Подавленно улыбающаяся компания, не нашла резона протестовать, и, через некоторое время, Геннадий, вынув из-под кровати третью бутылку, торжественно произнеся, – угощаю!
– Это ты вовремя подсуетился, – въедливо подметил Сеня, имея в виду, что закуски, возможно, еще хватит на эту бутылку, а потом все – два сырка на четверых.
– А как? Для творческого вдохновения в самый раз, – невозмутимо согласился Генка. – Без поднятия настроения ни черта не сообразим, а если так, то лучше сразу эту затею бросить, чтобы вовсе кончеными чудиками не выставить себя.
– Нет, остановка, чревата полным фиаско. Ни в коем случае – не выход, – слегка ломая язык, констатировал Юрка, нетрезво прищуривая оба глаза по очереди. – Так что, наливай.
– А, бог с ним, для вдохновения не получится, значит, с горя напьемся. Как, все-таки, они нас размазали, как известку по стенке – прилип и сохни, – потянуло Вовочку на странноватые метафоры. А Сеня, молча, согласился с большинством, лишь обреченно присовокупил свой стакан к трем уже наполненным.
– Ну, господа «литераторы», бодрствующему поэту, гораздо проще сочинять, чем спящему, так что приступим, пока не захрапели, – напомнил о предстоящей муке творчества Юра.
– Да не переживайте, так-то уж, сейчас навалимся скопом, да как выдадим чего-нибудь, – резво обнадежил компанию Вовочка.
– Ага, про дворняг деревенских, что лают, сена нанюхавшись, – съехидничал Сеня, и бойко расхохотался, заразив этим и Юрку.
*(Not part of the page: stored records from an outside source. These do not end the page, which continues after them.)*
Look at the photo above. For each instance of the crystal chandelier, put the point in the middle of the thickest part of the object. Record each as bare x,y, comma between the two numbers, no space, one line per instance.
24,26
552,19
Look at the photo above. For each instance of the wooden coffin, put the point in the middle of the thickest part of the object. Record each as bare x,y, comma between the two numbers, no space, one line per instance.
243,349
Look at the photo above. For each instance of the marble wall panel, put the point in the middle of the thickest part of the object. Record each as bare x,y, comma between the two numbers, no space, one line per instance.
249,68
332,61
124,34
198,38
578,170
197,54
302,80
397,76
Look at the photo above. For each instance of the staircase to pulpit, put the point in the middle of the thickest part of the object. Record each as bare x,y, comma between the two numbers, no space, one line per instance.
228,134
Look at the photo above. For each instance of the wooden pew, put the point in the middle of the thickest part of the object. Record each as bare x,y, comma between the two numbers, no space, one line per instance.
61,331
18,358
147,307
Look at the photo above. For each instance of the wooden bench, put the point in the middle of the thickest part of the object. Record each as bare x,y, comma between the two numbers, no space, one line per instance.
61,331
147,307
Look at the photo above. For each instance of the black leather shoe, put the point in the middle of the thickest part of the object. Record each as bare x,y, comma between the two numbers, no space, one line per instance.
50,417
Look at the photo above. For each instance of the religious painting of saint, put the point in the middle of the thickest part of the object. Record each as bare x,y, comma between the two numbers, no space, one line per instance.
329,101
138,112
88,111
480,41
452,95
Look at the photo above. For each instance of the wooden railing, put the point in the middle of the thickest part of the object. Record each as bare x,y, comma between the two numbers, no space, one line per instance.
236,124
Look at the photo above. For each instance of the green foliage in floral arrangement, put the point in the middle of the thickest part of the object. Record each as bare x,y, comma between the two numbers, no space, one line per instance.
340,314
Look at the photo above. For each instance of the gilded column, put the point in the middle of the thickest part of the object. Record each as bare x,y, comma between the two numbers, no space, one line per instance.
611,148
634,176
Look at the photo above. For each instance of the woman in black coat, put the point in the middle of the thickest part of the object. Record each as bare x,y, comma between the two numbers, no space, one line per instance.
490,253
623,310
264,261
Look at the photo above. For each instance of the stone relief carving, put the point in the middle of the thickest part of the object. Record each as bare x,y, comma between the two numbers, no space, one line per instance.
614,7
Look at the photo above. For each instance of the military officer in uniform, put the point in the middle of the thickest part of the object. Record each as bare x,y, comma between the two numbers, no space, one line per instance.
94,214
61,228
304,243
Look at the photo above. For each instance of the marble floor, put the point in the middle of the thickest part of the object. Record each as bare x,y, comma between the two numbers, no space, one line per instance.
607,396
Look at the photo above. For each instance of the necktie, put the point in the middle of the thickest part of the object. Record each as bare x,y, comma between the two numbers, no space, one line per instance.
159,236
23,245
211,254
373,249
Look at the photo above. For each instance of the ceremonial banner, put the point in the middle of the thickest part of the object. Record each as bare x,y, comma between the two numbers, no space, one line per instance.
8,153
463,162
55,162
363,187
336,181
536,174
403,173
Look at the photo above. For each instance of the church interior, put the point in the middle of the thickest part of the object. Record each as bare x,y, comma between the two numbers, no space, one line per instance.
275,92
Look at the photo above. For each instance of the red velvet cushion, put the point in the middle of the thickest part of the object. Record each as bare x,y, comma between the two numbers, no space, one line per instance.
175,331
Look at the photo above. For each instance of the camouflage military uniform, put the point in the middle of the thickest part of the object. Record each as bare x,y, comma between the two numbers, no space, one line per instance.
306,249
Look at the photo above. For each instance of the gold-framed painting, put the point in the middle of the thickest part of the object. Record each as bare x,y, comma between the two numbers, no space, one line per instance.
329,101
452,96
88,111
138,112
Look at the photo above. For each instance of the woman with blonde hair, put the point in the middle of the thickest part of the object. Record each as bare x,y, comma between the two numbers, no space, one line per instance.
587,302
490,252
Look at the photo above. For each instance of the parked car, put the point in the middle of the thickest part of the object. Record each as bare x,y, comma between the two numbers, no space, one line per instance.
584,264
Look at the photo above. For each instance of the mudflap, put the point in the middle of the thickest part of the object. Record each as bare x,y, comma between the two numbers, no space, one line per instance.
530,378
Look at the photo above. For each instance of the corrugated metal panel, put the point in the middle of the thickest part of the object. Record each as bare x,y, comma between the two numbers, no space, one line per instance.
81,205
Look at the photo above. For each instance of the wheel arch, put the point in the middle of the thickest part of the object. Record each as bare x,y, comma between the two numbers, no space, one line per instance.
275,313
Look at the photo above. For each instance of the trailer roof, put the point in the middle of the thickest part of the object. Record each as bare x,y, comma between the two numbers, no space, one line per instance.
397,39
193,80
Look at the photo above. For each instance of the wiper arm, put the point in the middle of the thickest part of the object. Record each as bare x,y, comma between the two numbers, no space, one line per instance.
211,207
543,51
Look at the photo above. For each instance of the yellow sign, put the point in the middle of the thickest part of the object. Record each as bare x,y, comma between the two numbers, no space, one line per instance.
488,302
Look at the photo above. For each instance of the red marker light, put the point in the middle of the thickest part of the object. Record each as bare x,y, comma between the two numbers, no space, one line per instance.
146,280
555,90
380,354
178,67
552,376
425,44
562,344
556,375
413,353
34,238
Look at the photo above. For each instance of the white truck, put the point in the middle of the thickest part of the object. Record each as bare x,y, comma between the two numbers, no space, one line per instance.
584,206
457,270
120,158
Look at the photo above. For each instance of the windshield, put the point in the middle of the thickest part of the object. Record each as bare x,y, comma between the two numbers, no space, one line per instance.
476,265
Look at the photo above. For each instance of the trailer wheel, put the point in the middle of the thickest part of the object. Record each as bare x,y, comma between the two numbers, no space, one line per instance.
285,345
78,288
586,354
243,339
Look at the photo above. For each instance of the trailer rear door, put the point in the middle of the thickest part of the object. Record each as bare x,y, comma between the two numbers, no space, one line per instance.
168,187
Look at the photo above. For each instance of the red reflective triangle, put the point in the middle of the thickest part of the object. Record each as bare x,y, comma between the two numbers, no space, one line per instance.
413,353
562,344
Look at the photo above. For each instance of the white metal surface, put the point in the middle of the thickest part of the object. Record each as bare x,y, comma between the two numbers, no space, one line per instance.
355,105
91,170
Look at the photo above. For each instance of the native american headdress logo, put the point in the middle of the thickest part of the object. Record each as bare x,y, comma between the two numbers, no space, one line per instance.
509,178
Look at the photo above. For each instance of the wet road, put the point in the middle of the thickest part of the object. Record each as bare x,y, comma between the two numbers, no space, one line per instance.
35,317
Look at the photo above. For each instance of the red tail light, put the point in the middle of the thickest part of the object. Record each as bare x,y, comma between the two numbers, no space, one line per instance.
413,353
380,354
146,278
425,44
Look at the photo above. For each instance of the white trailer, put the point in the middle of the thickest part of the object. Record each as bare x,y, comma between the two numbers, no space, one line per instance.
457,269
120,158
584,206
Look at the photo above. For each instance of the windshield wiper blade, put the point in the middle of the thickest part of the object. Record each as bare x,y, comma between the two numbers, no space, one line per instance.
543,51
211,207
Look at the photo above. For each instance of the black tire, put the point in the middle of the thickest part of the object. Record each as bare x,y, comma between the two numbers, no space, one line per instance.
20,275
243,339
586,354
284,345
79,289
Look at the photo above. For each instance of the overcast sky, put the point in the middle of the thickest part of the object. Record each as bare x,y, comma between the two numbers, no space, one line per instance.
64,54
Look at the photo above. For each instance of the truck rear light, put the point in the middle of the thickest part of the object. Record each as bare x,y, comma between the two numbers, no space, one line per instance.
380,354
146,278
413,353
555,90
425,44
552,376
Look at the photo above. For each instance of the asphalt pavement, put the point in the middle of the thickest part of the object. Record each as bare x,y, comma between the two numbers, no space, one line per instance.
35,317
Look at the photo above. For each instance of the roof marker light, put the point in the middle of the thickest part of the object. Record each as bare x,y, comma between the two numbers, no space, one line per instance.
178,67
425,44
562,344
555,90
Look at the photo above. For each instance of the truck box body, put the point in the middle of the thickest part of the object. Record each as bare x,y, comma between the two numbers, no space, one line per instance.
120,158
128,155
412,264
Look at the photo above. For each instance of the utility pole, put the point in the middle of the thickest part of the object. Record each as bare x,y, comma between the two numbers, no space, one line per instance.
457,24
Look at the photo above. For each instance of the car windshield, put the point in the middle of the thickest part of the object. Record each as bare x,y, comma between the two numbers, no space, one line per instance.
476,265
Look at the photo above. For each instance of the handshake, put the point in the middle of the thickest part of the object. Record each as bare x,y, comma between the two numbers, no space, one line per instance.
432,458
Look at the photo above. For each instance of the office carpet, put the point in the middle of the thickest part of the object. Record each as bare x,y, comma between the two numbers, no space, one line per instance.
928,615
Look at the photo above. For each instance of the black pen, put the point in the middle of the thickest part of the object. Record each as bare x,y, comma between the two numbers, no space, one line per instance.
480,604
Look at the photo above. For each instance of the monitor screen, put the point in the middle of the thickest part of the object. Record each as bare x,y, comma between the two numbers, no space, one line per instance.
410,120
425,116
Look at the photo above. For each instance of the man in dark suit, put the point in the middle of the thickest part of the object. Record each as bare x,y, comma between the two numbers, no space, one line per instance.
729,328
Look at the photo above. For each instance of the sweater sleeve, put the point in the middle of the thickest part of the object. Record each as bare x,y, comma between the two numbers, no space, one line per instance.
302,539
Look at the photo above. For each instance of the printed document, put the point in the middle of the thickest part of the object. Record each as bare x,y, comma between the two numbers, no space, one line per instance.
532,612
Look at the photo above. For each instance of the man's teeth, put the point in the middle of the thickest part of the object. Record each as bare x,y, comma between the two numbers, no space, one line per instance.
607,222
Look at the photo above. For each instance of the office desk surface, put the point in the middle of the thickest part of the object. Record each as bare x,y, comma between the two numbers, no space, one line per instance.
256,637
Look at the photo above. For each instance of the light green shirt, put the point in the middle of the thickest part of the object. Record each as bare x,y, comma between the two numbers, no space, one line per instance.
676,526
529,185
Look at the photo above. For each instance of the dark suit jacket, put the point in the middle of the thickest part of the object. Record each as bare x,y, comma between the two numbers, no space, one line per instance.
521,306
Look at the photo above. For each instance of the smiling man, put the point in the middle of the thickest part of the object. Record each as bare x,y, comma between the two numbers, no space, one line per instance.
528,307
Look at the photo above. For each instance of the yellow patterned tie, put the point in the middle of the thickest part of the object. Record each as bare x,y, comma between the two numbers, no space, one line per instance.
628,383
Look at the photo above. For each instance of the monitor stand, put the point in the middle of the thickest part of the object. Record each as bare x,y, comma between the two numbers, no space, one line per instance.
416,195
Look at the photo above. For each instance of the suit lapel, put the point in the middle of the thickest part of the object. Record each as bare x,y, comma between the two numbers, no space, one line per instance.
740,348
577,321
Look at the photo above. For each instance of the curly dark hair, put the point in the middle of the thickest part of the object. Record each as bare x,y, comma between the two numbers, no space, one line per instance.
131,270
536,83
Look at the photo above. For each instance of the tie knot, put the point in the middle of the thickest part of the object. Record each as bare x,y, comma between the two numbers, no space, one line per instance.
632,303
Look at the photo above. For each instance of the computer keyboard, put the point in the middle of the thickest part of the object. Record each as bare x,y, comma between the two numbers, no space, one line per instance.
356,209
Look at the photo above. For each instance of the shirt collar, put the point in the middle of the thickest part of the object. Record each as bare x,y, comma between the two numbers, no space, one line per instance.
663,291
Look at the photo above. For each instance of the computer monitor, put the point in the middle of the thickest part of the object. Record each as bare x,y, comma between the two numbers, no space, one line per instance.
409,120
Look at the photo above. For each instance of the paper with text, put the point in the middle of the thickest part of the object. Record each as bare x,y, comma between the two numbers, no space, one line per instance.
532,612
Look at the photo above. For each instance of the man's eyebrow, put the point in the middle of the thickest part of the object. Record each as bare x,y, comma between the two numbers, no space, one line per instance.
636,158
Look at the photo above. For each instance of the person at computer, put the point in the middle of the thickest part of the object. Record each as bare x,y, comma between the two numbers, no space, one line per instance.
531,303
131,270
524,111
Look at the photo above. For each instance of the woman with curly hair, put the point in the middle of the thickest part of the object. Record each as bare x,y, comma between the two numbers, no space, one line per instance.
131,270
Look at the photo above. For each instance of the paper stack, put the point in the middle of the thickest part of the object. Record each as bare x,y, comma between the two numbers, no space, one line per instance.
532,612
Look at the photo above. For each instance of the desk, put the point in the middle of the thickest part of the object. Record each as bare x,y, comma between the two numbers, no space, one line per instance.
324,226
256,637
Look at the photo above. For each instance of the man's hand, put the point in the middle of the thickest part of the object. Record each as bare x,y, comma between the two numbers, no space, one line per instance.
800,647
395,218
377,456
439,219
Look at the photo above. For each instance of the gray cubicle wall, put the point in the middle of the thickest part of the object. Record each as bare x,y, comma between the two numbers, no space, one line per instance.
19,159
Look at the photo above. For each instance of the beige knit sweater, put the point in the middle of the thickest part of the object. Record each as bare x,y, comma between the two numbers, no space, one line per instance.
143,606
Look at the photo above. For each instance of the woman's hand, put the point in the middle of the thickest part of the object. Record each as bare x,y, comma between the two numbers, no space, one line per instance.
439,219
Тот, однако, не стал растягивать веселье до бесконечности, видимо чувствуя, что долго не протянет в борьбе с «зеленым змием», и тогда останется главным виновником вселенского срама.
– Нет, мужики, тут нужно, что-то высоко поэтическое, но едкое. Например, в стиле куртуазных маньеристов, – едва ворочая языком, выдал отличник Юрий Лаптев.
– Это что, про войну с Америкой, что ли? – криво улыбаясь, осведомился Вова.
– Вов, ты обалдел, какая Америка, какая Война? – вскочив на ноги, пошатываясь, возбужденно запротестовал Юрка.